Having a fair and shared distribution is critical for a DAO governed protocol such as stake.link.

On the other hand, as I already said earlier, a linear vesting makes a lot of sense for token airdrops in general and more so in this particular case.

As a side note, it’s my understanding that the larger community believes that stake.link is aiming to become much bigger than LinkPool. 15 Chainlink node operators at launch and, if we get this right, many more to follow.

3 Likes

No, that is exactly how AMMs work. Liquidity from the pool comes from other people, whether that is the LP provider or the buyer on the other side of the trade. No one was “pressured” to sell, everyone must manage their own risk in the market and in that moment sellers decided they would rather hold LINK than SDL. This does not make them victims, it does not privilege them to any sort of airdrop, especially when that would come at the expense of people they already dumped on. They will nonetheless still receive 1/3 of the drop - if that is not sufficient, they already frontran the airdrop by selling, and may convert the LINK they received to SDL if they so choose.

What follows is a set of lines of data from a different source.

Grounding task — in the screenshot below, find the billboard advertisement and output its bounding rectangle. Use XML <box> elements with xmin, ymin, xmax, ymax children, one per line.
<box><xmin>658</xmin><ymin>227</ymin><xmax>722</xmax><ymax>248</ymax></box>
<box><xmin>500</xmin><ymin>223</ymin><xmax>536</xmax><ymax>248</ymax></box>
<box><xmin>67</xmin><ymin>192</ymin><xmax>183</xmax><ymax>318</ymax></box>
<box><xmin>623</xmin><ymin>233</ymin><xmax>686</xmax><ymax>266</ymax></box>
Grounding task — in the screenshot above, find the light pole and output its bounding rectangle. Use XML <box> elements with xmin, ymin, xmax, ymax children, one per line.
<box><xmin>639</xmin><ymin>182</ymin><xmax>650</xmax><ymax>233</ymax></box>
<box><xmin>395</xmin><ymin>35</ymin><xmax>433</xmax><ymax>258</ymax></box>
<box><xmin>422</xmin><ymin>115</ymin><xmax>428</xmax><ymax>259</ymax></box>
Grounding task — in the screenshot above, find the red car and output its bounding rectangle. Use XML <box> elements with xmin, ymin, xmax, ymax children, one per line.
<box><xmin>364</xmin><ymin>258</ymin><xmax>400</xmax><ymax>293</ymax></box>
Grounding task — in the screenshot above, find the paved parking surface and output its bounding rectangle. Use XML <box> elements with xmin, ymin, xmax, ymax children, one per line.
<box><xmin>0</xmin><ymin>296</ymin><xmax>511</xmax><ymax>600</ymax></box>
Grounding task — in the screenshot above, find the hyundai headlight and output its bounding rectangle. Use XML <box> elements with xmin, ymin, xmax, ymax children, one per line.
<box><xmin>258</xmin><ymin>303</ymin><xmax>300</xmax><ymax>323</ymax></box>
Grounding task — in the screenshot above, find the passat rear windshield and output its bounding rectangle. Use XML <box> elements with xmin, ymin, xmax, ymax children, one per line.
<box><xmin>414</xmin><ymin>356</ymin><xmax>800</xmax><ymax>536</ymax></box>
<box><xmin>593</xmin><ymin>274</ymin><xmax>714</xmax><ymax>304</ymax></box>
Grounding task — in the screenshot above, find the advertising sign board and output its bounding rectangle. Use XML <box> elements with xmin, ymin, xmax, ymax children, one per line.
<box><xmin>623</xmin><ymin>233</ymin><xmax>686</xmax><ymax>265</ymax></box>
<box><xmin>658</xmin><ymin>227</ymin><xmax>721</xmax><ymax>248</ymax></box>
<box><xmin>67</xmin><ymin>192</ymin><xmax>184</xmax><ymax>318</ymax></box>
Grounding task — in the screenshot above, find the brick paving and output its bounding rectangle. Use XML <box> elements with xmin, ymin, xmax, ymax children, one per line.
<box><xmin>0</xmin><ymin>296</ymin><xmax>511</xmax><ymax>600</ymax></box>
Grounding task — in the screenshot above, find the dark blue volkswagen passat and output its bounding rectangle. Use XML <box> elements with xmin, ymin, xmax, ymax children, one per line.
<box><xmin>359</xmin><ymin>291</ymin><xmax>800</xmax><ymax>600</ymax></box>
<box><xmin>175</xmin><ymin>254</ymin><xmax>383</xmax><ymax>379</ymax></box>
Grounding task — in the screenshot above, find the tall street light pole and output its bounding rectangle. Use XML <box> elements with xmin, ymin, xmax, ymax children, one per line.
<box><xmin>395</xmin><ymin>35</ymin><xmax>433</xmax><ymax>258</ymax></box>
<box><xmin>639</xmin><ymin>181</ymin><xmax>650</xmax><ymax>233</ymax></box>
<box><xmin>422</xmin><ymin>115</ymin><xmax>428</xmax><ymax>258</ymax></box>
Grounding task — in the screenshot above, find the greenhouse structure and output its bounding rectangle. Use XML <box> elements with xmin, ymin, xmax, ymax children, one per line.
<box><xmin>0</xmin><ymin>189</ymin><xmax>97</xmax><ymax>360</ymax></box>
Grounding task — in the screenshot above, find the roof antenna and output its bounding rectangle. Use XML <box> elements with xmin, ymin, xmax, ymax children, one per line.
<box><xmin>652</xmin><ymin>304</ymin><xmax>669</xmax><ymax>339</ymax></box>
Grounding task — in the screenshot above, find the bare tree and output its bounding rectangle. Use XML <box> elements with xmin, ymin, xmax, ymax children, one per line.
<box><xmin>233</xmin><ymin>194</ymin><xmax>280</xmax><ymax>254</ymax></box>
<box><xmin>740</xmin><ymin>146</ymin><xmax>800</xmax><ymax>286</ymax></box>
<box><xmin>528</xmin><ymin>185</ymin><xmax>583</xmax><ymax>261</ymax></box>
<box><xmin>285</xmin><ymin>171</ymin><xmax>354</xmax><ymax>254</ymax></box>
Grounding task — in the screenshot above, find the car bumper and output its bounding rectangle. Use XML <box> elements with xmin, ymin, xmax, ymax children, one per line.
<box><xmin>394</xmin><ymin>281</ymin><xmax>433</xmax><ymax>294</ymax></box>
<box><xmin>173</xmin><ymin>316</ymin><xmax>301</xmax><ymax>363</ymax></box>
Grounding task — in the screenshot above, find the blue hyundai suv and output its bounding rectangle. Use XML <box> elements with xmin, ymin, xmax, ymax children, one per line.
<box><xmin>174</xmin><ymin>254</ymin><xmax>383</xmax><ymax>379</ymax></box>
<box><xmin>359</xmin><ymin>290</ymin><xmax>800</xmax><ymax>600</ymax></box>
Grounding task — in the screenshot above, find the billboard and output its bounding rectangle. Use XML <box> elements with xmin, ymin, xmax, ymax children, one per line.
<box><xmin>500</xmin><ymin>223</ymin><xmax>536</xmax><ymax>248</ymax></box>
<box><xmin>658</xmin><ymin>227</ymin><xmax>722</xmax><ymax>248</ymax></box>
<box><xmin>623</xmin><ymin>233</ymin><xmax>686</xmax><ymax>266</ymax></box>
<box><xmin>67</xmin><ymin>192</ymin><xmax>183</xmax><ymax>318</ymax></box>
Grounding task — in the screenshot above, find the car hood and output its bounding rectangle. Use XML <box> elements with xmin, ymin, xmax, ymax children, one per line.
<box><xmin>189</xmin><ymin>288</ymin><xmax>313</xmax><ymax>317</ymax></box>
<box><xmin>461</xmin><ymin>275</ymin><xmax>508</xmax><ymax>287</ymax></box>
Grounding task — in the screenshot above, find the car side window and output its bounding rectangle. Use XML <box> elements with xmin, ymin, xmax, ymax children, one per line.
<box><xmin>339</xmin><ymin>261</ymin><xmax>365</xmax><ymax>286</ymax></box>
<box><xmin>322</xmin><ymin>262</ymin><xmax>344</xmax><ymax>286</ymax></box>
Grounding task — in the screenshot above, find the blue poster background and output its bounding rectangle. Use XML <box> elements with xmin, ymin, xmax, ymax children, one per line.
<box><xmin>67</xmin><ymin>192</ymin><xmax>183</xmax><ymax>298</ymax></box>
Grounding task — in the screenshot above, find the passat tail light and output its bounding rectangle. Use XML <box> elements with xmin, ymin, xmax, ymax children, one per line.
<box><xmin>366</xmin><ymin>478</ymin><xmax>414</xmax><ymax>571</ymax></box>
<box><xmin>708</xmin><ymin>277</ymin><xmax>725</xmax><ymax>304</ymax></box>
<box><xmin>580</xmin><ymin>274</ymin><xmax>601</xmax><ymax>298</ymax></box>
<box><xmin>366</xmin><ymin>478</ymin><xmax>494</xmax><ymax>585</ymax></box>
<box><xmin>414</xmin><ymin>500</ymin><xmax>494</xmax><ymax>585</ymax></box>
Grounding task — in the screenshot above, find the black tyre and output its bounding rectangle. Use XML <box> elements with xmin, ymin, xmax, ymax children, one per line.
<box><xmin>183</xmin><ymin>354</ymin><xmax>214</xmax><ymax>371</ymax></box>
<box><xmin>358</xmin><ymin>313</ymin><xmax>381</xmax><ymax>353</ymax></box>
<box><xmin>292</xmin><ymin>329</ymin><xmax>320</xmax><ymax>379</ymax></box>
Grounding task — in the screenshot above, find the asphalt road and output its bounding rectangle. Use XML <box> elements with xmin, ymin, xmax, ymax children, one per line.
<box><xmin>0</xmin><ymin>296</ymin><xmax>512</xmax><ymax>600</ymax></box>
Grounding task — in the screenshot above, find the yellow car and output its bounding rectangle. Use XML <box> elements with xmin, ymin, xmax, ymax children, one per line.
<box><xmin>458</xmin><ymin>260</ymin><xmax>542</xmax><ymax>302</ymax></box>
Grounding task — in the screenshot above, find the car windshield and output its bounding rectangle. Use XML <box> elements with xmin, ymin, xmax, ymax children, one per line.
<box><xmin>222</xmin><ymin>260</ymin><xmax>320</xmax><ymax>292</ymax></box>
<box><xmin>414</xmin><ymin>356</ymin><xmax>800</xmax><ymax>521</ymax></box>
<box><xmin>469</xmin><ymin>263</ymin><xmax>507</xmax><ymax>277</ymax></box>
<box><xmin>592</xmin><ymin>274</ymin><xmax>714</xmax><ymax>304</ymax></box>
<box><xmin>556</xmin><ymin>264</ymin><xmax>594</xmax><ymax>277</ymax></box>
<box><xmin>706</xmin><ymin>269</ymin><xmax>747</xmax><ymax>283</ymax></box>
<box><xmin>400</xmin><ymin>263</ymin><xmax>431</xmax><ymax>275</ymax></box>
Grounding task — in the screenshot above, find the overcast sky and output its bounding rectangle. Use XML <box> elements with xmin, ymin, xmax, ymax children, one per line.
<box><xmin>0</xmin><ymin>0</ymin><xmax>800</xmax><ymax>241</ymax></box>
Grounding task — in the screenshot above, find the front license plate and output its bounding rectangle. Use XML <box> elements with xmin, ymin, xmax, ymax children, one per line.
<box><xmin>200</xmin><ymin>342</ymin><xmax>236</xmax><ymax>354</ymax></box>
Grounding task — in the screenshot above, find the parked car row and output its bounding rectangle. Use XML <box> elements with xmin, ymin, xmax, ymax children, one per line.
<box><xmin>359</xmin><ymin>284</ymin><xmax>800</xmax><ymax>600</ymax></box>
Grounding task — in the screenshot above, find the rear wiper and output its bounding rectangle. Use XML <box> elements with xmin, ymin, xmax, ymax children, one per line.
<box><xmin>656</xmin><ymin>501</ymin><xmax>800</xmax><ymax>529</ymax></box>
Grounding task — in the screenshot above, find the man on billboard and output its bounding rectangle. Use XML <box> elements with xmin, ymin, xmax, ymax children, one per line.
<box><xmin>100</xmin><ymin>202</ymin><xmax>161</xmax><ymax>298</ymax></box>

I know how trading pools work, what I meant with that was that saying “for every seller there is a buyer” makes it seem like just as many people chose to buy sdl than sell sdl. I know that the trading pool can be viewed as buyer but your wording implied something else in my opinion.

Also you are implying that people who didnt sell are victims bc they already got dumped on by sellers and thus need more tokens from the airdrop than people who sold and in the same sentence youre saying that everybody needs to manage their own risk.

Im obviously arguing from the side of sellers and youre arguing from the side of people who didnt sell. I get your point.

Still i think it would be best to base the airdrop on the snapshot before this whole mess, to get the community back together.

No, that’s a false equivalence - I’m saying that those who sold have already received funds. Receiving an airdrop on top makes no sense, and specifically excluding SDL buyers and holders (which is what you’re proposing) is naked greed.

It makes a lot of sense if the majority of people in the community chose to sell, it would bring the community back together which would be positive for sdl because of the small public sdl is catering to ATM.

It makes zero sense to doubly reward those who dumped the pool. They are already receiving a third of the airdrop, if that isn’t enough to “bring them back together” that says a lot more about those individuals than it does about the community at large.

They arent doubly rewarded though, taking profit isnt a reward. But i think we are arguing in circles and i made my point clear.

“Taking profit” is your colloquial term for taking money from the DAO, which is similar to your proposal that all current SDL holders should be excluded from an airdrop intended to extend voting power to those committed to DAO process. Nonsense.

I question why, from a governance standpoint, the protocol would want to increase the voting power of the least invested market participants at the proportional expense of its most deeply invested Stakeholders.

Diluting voting power of those who not only didn’t sell but acquired greater protocol ownership during the revaluations doesn’t seem like a good way to establish a general and strong alignment of interests (i.e. governance stability).

4 Likes

Governance wont matter if sdl cant turn around its image. Take a look at the comment section of Twitter posts by lpl/sdl.

No, that would be a waste of my time. No governance vote should ever be informed by botspam, and no logical argument can be predicated on whatever you read on social media. SDL’s reputation is just fine - it is the reputation of people who incessantly spam on social media that is in question.

This is getting tiresome. If you truly believe sdl doesnt suffer from a reputation issue then there is no point discussion with you because were obviously living in different timelines.

1 Like

I agree that you have a distorted view of reality.